Die Joggerinnen erschraken sich so beim Laufen, dass sie gegen 21.30 Uhr im Bereich Seehau des Freiburger Mosswaldes die Laufrichtung aus Angst vor dem fast nackten Mann änderten und die Polizei verständigten. Diese nahm den Jogger nachdem sie ihn kurz bei seiner Freizeitaktivität verfolgten mit zur Wache. Bei dem Weg handelt es sich im Übrigen um einen Joggingweg der mit Kilometerangaben versehen ist.
Bei dem freikörperliebenden Mann handelt es sich um den 55-jährigen Diplom-Psychologen Dr. N. Er wurde vom Amtsgericht Freiburg zu einer Geldbuße von 600 Euro verurteilt. Das Gericht berief sich darauf, dass der Betroffene sich grob und ungehörig verhalten habe. Auch der zweite Bußgeldsenat des Oberlandesgerichts Karlsruhe ist dieser Auffassung und berief sich ebenfalls auf § 118 OWiG Belästigung der Allgemeinheit (Beschluss vom 29.06.2004 – 2 Ss 73/04). Mit seinem Urteil verwarf das Gericht die Rechtsbeschwerde vom Diplom-Psychologen.

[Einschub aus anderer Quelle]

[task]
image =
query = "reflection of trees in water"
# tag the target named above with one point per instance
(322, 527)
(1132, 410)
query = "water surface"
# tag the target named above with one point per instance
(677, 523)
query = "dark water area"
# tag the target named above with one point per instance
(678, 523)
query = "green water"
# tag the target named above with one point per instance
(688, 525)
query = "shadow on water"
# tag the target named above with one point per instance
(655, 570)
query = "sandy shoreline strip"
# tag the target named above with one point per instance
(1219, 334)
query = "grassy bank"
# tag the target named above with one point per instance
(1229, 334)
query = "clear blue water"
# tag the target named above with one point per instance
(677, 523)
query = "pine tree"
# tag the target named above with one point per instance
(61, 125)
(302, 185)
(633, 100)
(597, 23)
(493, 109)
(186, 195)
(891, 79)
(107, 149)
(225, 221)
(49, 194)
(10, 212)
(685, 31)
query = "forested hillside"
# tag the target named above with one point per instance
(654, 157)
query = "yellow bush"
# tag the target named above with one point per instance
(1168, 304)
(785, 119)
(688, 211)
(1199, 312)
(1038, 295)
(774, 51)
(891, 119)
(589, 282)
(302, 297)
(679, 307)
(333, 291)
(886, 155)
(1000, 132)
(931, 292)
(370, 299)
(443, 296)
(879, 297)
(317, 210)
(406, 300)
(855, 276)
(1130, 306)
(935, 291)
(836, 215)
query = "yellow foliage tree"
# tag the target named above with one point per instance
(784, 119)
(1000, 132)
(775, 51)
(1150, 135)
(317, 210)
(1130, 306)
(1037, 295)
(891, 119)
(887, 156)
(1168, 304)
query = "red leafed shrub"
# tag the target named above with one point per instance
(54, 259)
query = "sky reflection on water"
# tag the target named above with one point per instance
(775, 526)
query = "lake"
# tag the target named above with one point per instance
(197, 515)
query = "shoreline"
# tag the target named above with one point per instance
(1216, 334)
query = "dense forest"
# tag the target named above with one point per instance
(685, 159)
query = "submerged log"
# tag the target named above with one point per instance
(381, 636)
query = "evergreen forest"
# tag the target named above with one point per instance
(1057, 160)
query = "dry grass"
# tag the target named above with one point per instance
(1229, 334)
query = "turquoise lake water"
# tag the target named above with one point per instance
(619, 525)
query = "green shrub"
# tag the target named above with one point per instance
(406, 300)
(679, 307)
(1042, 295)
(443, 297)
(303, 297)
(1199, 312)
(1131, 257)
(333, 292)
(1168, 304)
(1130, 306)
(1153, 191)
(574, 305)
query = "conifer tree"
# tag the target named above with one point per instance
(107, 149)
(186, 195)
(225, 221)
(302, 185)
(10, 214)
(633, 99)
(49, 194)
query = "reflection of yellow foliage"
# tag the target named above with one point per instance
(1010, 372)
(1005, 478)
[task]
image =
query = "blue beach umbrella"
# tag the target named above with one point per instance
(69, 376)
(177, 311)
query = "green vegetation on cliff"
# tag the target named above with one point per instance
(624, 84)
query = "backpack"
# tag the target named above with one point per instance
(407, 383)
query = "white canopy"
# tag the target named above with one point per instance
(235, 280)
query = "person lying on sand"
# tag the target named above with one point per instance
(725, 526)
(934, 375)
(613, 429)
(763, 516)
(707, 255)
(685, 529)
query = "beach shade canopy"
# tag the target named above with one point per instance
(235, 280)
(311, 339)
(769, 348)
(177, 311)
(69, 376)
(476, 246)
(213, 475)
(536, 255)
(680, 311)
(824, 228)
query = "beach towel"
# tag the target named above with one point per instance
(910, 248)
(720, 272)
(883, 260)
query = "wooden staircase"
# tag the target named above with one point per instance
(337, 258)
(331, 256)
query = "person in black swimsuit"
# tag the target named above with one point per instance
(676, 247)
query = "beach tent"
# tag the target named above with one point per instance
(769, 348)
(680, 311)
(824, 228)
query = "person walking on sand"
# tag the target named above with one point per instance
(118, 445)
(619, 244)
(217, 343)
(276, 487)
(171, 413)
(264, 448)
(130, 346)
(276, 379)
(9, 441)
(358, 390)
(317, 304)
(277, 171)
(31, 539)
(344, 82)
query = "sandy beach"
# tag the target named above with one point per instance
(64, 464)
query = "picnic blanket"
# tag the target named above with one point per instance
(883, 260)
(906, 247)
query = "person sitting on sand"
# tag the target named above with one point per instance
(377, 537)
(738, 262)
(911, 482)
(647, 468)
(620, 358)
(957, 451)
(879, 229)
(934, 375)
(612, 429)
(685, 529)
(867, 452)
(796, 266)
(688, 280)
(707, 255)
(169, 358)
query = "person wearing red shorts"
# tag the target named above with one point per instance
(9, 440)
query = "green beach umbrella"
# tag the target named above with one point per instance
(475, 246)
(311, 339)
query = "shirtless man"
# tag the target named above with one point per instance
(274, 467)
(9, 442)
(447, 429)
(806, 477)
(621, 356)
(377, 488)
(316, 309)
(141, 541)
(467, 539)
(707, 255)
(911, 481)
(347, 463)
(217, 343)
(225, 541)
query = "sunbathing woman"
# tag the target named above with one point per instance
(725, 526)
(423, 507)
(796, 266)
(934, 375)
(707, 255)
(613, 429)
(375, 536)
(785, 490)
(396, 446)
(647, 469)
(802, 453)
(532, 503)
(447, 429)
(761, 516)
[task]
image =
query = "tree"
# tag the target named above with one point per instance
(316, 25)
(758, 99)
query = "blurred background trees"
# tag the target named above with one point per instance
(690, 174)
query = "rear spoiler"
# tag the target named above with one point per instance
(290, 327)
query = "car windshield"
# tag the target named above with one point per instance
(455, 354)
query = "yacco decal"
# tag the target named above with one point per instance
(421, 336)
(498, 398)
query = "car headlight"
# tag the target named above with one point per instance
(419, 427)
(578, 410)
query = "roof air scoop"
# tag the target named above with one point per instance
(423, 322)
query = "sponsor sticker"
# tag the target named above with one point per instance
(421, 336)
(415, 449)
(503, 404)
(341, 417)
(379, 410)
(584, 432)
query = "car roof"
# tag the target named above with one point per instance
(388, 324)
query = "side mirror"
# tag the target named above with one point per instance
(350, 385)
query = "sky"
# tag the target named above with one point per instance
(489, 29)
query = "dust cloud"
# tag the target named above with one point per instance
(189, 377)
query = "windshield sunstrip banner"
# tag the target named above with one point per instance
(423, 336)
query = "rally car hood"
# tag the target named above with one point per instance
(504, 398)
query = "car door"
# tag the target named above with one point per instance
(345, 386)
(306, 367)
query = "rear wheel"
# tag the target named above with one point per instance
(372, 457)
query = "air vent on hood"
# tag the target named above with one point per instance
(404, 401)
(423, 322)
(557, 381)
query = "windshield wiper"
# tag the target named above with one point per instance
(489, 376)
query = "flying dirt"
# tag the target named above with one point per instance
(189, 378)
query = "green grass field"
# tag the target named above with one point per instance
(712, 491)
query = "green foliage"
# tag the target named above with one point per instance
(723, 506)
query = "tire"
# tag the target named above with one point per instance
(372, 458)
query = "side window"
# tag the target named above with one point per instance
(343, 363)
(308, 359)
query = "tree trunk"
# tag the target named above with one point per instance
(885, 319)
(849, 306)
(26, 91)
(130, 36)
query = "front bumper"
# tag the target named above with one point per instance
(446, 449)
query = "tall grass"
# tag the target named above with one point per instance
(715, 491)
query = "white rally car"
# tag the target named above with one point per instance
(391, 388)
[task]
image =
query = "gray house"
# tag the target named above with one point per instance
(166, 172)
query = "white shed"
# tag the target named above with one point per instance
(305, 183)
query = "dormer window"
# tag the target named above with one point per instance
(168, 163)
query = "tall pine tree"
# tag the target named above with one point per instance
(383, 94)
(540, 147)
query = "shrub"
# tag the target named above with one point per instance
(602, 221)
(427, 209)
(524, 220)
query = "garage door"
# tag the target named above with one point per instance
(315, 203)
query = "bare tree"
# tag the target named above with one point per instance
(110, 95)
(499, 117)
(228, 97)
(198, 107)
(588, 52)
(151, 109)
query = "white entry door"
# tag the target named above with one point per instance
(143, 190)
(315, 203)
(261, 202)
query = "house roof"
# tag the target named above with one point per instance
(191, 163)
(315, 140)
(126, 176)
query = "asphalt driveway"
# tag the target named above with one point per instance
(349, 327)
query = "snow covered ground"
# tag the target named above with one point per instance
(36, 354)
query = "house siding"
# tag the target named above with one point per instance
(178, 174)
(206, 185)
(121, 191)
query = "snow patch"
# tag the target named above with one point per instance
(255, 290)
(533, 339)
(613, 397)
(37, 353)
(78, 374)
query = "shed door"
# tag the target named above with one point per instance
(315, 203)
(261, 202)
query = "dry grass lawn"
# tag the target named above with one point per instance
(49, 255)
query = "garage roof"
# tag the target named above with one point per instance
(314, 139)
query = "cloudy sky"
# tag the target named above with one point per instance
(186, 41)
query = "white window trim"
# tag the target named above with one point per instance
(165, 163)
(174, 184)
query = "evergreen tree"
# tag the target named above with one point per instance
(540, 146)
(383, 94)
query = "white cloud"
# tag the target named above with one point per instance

N. war zudem dem zweiten Bußgeldsenat des Oberlandesgerichts Karlsruhe nicht unbekannt. Denn am 04.05.2000 nahm der Senat mit der Entscheidung (2 Ss 166/99) grundsätzlich Stellung zu seinem Verhalten in der Öffentlichkeit. Damals hat er nackt am Freiburger Lorettoberg gejoggt und nach Ansicht des Senats das Schamgefühl anderer verletzt.
Weiterhin fiel der Betroffene bereits 2001 durch insgesamt sechs Fälle auf, in denen er vom Februar bis Oktober durch Freiburg sowie Umkirch gelaufen ist. Dabei hatte er ebenfalls nur Strümpfe und Schuhe an. Das Geschlechtsteil hatte er mit einem dehnbaren Damen-Nylonstrumpf umhüllt. Damals musste er eine Geldbuße von 2.249 Euro bezahlen zu der ihn das Amtsgericht Freiburg im Dezember 2001 verdonnerte. N. legte Rechtsbeschwerde ein. Diese blieb aber vor dem Oberlandesgericht Karlsruhe erfolglos (Beschluss vom 28.02.2003, Az.: 2 Ss 75/02).
Nacktjoggern bleiben also nur FKK-Bereiche und Nudistenklubs. Abgelegene Waldwege gehören zum öffentlichen Bereich und sind tabu.